Miranda July writes for relationship damaged city dwellers: those between Sex And The City and Woody Allen movies. Mythical creatures randomly thrown into this world, amazed while permanently shaking their heads over everything, and somehow still getting along.
In almost all of those 16 stories arises a tension between childlike naivete and wisdom. A fragile poetry of sorts and in the best of those stories one can feel the innocence, the purity of the first gaze of amazement.
They are not short stories in the classical sense. Those texts dont stay focused, they chatter and they disgress. Some ideas seems to have been pieced together out of Julys notebooks into stories.
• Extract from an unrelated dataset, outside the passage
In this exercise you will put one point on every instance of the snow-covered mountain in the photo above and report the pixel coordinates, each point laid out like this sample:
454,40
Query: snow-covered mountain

The end result is of varying quality and lies probably in the nature of the beast. Half of those stories are really close to something very special, and develop their own disturbing quality. Others seem more calculated, intentional, and the intended surprise is lacking, even implausible. In these moments Miranda July is the one who I imagine whispering: Screw you. I am different.
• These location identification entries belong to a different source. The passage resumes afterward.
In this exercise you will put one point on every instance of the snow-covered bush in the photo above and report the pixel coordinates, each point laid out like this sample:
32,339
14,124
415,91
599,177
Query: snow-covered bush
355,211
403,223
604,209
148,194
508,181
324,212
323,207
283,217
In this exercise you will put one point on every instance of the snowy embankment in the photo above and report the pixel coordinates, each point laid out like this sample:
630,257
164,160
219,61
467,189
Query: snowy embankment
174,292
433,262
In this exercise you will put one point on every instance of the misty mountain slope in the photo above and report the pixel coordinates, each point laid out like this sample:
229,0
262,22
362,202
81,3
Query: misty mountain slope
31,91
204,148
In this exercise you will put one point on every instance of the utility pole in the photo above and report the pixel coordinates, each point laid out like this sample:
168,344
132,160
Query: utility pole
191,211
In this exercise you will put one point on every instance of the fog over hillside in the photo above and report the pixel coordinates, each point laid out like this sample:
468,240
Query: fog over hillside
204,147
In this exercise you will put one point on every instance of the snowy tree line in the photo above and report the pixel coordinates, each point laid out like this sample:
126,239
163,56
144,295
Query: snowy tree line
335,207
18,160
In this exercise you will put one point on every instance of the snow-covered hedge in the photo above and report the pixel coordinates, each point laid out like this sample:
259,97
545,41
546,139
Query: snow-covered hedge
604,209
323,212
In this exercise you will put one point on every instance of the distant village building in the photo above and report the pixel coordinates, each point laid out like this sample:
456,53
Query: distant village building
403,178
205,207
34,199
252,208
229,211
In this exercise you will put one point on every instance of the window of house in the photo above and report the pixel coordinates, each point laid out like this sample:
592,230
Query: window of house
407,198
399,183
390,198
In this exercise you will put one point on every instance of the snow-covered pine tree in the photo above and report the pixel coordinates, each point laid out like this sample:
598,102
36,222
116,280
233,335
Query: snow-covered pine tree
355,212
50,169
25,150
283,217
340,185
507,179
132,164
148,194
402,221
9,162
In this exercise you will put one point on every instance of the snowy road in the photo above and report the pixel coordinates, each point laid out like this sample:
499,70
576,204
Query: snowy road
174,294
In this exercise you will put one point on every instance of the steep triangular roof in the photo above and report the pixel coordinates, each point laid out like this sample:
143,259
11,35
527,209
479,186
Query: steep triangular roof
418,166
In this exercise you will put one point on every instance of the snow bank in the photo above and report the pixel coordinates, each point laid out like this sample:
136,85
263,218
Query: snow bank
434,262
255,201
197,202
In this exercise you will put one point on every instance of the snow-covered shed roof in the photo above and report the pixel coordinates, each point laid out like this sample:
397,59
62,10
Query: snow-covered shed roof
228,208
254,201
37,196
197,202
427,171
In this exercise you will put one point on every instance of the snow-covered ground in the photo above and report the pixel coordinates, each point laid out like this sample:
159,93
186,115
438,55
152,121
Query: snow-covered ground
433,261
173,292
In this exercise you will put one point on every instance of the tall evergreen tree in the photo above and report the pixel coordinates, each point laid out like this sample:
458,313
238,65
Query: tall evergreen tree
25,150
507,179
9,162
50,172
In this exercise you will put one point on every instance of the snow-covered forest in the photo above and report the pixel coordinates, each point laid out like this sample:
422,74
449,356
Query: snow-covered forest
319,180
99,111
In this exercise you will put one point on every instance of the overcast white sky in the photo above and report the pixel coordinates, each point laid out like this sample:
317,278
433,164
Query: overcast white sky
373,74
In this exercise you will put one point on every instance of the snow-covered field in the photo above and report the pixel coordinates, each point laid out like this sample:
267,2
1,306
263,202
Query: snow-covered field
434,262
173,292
And for this I love her dearly.
Miranda July borrows her voice to those slighly misplaced outsiders and draws them back via those stories as violently as gracefully into existence. The middle-aged, overweight and abandoned women, the young, shy and wistful ones or the lonely, troubled, older men. Cruel and tender between depression, euphoria, self-deception and arrogance she cannot always succeed. Using a language that defies any emotional cliché she tells stories that are outside and beyond experience. Still where there is language, there is sound.
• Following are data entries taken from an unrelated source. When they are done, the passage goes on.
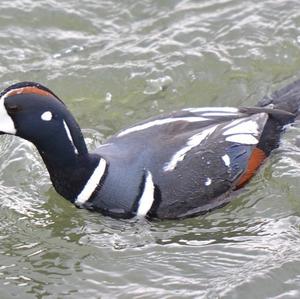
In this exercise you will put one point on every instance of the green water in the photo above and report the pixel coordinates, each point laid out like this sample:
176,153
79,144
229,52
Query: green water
118,62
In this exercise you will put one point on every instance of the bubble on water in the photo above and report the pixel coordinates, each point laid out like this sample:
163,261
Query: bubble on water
155,86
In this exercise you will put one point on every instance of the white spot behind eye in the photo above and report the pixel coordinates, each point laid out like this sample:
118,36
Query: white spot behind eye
46,116
208,182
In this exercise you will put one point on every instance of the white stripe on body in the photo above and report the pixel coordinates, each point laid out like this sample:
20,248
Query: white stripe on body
92,183
159,122
147,198
192,142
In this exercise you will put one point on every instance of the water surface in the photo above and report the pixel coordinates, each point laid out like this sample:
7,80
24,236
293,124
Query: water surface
118,62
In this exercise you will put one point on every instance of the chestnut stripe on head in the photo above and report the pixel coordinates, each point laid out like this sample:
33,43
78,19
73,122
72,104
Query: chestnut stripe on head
28,90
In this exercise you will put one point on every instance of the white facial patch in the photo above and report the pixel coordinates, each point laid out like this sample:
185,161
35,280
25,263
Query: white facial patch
207,182
226,160
6,123
46,116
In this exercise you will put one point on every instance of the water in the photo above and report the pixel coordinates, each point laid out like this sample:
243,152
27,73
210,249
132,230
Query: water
118,62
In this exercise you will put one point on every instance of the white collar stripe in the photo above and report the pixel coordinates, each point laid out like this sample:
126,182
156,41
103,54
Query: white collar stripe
147,198
92,183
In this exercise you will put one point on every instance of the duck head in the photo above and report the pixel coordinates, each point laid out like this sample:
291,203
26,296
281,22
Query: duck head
33,112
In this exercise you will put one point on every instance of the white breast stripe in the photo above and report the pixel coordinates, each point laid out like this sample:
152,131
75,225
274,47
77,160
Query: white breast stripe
243,139
212,109
159,122
209,114
226,160
46,116
147,198
92,183
192,142
70,136
6,123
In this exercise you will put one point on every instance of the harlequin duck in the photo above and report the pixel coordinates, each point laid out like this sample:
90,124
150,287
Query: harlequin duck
171,166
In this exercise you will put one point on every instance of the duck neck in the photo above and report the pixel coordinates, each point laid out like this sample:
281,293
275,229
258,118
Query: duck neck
68,162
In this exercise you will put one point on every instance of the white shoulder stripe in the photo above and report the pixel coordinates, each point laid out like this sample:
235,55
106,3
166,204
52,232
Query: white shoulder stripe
92,183
192,142
246,127
159,122
147,198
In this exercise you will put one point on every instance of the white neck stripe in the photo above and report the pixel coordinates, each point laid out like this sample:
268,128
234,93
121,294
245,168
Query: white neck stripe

Those short stories are living in vagueness and are yet concrete. They are comforting and sad. They occur in the neurotic, are playful, tearful, hopeful and jumping out of the pretty head of Miranda July into the world, are already in the world.
They relate to life as life should be, not how it is. They are romantic stories as romance for how one should live a life properly, and they are spiritual stories because they are supported by a belief in an order of things.
Not cheesy or goofy she tells her stories between irony and pathos, and a beauty arises which is piled into the sadness of existence. Its the mystery that drives the prose, the "it is never quite clear who or why". Somehow pathetic there is always a truth behind the wor(l)d. Kept on the border between dream and wakefulness, between fear and redemption they do not look into the mirror but onto the frame.
Its about people who have lost themselves. People who love to think about all the things they have done wrong.